28/07/2015

Meditações bíblicas sobre a Eucaristia

Por Pe. Luís Alonso Schökel, sj
 
As meditações I e II foram publicadas em VIDA PASTORAL, no nº 132 (janeiro-fevereiro de 1987, pp. 27-35); as meditações III e IV no nº 133 (março-abril de 1987, pp. 26-35).

VOFERTÓRIO — EUCARISTIA — BERAKÁ-1
Hoje devo explicar a parte que chamamos ofertório, que significa ou designa a oferta dos dons. Vou explicar esta seção ampliando-a em duas direções. Primeira, remontando a práticas e expressões bíblicas; segunda, comentando o texto atual do ofertório, embora me obrigue a incursões em outras partes da missa.
O texto atual é: “Bendito sejais, Senhor Deus do universo, pelo pão (pelo vinho) que recebemos da vossa bondade, fruto da terra (da videira) e do trabalho do homem, que agora vos apresentamos, e para nós se vai tornar pão da vida (cálice da salvação)”. Algumas vezes se realiza com condução processional do pão e do vinho ao altar, outras vezes se reduz ao gesto do sacerdote elevar os dons. Em algumas ocasiões outros dons acompanham o pão e o vinho.
O texto é uma bela síntese da celebração que em grego chamamos eucharistía, em português ação de graças,em hebraico beraká. Começarei expondo sem pressa o termo hebraico.
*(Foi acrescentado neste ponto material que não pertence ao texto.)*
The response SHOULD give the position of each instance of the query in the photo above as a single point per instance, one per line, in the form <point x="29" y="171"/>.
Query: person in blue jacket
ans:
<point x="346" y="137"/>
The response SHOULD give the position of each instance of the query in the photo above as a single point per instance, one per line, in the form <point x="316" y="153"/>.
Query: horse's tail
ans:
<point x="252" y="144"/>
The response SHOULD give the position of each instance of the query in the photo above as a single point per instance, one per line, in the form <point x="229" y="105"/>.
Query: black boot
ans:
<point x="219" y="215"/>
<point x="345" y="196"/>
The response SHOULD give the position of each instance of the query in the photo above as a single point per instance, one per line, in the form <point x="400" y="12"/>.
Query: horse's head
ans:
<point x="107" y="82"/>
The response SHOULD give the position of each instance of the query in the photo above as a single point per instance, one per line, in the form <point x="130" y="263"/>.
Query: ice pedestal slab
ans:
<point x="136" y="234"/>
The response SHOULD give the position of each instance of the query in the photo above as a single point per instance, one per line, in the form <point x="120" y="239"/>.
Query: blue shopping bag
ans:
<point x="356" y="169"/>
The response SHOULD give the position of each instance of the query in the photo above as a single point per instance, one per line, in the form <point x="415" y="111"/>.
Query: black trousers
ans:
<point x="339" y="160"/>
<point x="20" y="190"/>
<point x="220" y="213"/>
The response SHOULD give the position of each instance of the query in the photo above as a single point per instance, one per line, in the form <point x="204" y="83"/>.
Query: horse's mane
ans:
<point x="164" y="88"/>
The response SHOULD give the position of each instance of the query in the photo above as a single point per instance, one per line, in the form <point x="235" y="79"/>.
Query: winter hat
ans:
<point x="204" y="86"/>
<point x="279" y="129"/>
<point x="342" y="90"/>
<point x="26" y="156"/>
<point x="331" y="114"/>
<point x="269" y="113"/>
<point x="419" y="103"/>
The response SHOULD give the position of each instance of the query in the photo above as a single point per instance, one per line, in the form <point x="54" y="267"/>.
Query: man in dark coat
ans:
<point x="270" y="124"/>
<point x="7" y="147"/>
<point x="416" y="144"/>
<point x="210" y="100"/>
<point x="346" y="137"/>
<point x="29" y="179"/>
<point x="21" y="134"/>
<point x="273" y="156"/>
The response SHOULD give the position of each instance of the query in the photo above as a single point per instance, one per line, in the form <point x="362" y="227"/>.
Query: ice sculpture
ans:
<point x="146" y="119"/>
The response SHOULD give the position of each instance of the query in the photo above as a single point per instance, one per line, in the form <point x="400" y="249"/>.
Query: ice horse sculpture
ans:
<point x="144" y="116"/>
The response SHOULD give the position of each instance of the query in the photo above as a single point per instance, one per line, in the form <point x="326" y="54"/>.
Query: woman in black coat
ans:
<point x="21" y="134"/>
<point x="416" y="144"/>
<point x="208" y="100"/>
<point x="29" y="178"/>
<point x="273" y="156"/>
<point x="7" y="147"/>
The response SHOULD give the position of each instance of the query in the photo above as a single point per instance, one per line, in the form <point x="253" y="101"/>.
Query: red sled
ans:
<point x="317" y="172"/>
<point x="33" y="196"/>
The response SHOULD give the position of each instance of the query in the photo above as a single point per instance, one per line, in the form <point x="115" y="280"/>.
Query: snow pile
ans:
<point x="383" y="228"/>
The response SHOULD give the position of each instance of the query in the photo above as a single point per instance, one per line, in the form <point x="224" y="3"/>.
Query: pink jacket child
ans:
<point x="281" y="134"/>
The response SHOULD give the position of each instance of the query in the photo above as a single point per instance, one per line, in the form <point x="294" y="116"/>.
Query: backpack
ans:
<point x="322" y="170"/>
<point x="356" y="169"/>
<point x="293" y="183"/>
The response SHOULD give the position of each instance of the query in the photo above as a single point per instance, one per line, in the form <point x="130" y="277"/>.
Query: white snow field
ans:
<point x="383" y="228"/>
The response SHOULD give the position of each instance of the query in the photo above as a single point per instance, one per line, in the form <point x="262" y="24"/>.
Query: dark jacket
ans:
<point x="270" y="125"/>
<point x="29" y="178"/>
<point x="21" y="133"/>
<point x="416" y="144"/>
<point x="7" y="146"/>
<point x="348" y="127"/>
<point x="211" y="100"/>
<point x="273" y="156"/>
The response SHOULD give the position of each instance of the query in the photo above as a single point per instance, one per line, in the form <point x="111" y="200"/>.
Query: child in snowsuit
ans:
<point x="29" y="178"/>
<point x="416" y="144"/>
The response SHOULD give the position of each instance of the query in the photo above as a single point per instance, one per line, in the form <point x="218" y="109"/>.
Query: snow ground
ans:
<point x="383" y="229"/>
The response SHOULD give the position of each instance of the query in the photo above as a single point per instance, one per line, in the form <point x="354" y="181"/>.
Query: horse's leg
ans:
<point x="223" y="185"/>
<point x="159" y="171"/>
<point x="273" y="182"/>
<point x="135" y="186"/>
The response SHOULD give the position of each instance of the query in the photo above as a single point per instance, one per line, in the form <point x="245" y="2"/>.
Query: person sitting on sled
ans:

1Beraká. Uma exposição histórica estudaria formas litúrgicas judaicas e analisaria seu influxo e desenvolvimento em fórmulas cristãs. O estudo foi realizado por especialistas. Em espanhol contamos com a erudita exposição de J. M. Sánchez Caro, Eucaristía e historia de salvación (Madrid, 1983). Minha tarefa é muito mais modesta e se limita ao Antigo Testamento; isto talvez me permita uma contribuição útil pelo menos para a meditação.
É bem sabido que a liturgia judaica usava fórmulas de ação de graças que chamamos beraká ou birkat-, diferenciadas segundo o momento do banquete. Beraká é, portanto, uma fórmula, e seu equivalente cristão é a anáfora. Mas beraká no AT é algo mais, designa também o dom.
A raiz hebraica brk, especialmente na conjugação piel (barek), costuma ser traduzida por bendizer. Mas énecessário diferenciar a tradução. Fundamentalmente, o verbo implica duas pessoas e um bem de uma delas. A bênção de A refere-se a um bem com relação a B. Se não o possui, a bênção é desejar-lhe que o obtenha; se já o conseguiu, é felicitá-lo por isso. Um amigo nos diz que vai submeter-se a exames, e nós lhe desejamos boa sorte, êxito: o abençoamos. Mais tarde o encontramos e nos comunica que teve êxito, e então o felicitamos. Ambos os conteúdos podem ser percebidos no verbo brk, segundo as ocasiões.
Diz um provérbio hebraico: “Quem saúda o vizinho de madrugada e em altas vozes, é como se o amaldiçoasse”. “Saudar” é brk, e é desejar-lhe um bom dia. Dar bom dia procede da velha fórmula que, completa, soava assim: “Bom dia nos/vos dê Deus”: é desejar um bem ao outro para toda a jornada, bendizê-lo. Nós, brasileiros, desejamo-nos “tudo de bom”. Essas fórmulas podem degradar-se em simples saudação cortês, em convenção social. A uma saudação de despedida parecem referir-se Gn 47,10 e Ex 12,32. O sentido de felicitar pelo bem conseguido está claro em 2Sm 8,10: “Mandou seu filho Adoram ao rei Davi, para o saudar e o felicitar (brk) por ter feito a guerra a Adadezer e o ter vencido”.
Quando a outra pessoa nos fez um favor, nossa bênção é antes uma ação de graças: bendizemos = damos graças. Com isso entramos em nosso terreno; por isso será útil citar alguns exemplos: “Se for um pobre… ao pôr do sol deverás devolver sem falta o penhor, para que ele durma com o seu manto e te abençoe” (Dt 24,13a). “Se vi um miserável sem roupas, um pobre sem cobertor, e não me agradeceram os seus flancos (brk), aquecidos com a lã das minhas ovelhas” (Jó 31,19-20). “Joab caiu com o rosto em terra, prostrou-se e bendisse o rei” (2Sm 14,22a).